In [22]:
import sys
import os
from dotenv import load_dotenv
load_dotenv()
ROOT_DIR_PATH = os.environ.get('ROOT_PATH')
sys.path.append(os.path.abspath(ROOT_DIR_PATH))  # Adds root directory to sys.path

# Model Architecture and Data Loading

In [2]:
import torch
import torch.nn as nn
import torch.nn.functional as F

# config numbers
class ViTConfig:
    def __init__(self,
                 img_size=32,
                 patch_size=4,
                 in_channels=3,
                 emb_size=64,
                 depth=6,
                 num_heads=4,
                 mlp_ratio=4.0,
                 num_classes=10,
                 dropout=0.1):
        self.img_size = img_size
        self.patch_size = patch_size
        self.in_channels = in_channels
        self.emb_size = emb_size
        self.depth = depth
        self.num_heads = num_heads
        self.mlp_ratio = mlp_ratio
        self.num_classes = num_classes
        self.dropout = dropout

# Patch Embedding
class PatchEmbedding(nn.Module):
    def __init__(self, in_channels, patch_size, emb_size, img_size):
        super().__init__()
        self.patch_size = patch_size
        self.n_patches = (img_size // patch_size) ** 2
        self.projection = nn.Conv2d(in_channels, emb_size, kernel_size=patch_size, stride=patch_size)

    def forward(self, x):
        x = self.projection(x)        # (B, emb_size, H/patch, W/patch)
        x = x.flatten(2)              # (B, emb_size, N)
        x = x.transpose(1, 2)         # (B, N, emb_size)
        return x                      # Shape: (B, N, E)

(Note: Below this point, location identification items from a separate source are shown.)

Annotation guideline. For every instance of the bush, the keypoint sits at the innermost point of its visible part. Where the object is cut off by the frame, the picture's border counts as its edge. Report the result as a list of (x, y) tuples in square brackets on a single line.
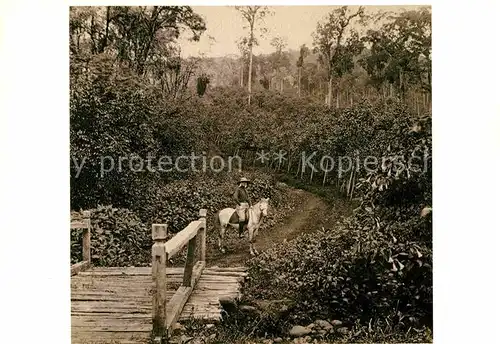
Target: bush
[(122, 237), (119, 238)]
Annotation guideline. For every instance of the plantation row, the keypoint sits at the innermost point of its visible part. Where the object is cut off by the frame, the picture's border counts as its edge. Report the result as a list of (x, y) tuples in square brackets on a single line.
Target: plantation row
[(375, 268)]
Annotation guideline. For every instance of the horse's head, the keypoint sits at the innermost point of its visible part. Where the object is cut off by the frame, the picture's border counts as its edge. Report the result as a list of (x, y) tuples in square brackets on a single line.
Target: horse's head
[(263, 205)]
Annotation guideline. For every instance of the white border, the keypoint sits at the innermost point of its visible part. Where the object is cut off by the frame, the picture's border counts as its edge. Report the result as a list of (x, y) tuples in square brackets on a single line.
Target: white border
[(34, 179)]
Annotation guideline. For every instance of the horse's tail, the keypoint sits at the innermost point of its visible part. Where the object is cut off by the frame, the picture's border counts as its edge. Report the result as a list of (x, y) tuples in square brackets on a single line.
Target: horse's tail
[(216, 220)]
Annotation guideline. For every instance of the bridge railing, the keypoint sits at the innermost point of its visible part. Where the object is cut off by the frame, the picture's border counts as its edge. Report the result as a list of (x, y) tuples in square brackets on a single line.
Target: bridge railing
[(166, 314), (84, 224)]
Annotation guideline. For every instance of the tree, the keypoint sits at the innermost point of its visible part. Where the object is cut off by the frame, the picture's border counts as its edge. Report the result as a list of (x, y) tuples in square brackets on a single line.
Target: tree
[(304, 51), (279, 43), (400, 52), (201, 84), (337, 45), (253, 15), (134, 35)]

# Transformer Encoder Block
class TransformerEncoderBlock(nn.Module):
    def __init__(self, emb_size, num_heads, mlp_ratio, dropout):
        super().__init__()
        self.ln1 = nn.LayerNorm(emb_size)
        self.attn = nn.MultiheadAttention(embed_dim=emb_size, num_heads=num_heads, batch_first=True)
        self.ln2 = nn.LayerNorm(emb_size)
        self.mlp = nn.Sequential(
            nn.Linear(emb_size, int(emb_size * mlp_ratio)),
            nn.GELU(),
            nn.Dropout(dropout),
            nn.Linear(int(emb_size * mlp_ratio), emb_size),
            nn.Dropout(dropout),
        )

    def forward(self, x):
        x = x + self.attn(self.ln1(x), self.ln1(x), self.ln1(x))[0]
        x = x + self.mlp(self.ln2(x))
        return x

# Vit Test Model
class VisionTransformer(nn.Module):
    def __init__(self, config):
        super().__init__()
        cfg = config["model"]
        
        self.CHANNEL = cfg["in_channels"]
        self.PATCH = cfg["patch_size"]
        self.EMBEDDING = cfg["emb_size"]
        self.IMAGE = cfg["img_size"]
        self.NUM_HEADS = cfg["num_heads"]
        self.MLP_RATIO = cfg["mlp_ratio"]
        self.DROPOUT = cfg["dropout"]
        self.NUM_CLASS = cfg["num_classes"]
        self.DEPTH = cfg["depth"]

        self.patch_embed = PatchEmbedding(
            in_channels=self.CHANNEL,
            patch_size=self.PATCH,
            emb_size=self.EMBEDDING,
            img_size=self.IMAGE
        )

        self.n_patches = (self.IMAGE// self.PATCH) ** 2
        self.cls_token = nn.Parameter(torch.randn(1, 1, self.EMBEDDING))
        self.pos_embedding = nn.Parameter(torch.randn(1, self.n_patches + 1, self.EMBEDDING))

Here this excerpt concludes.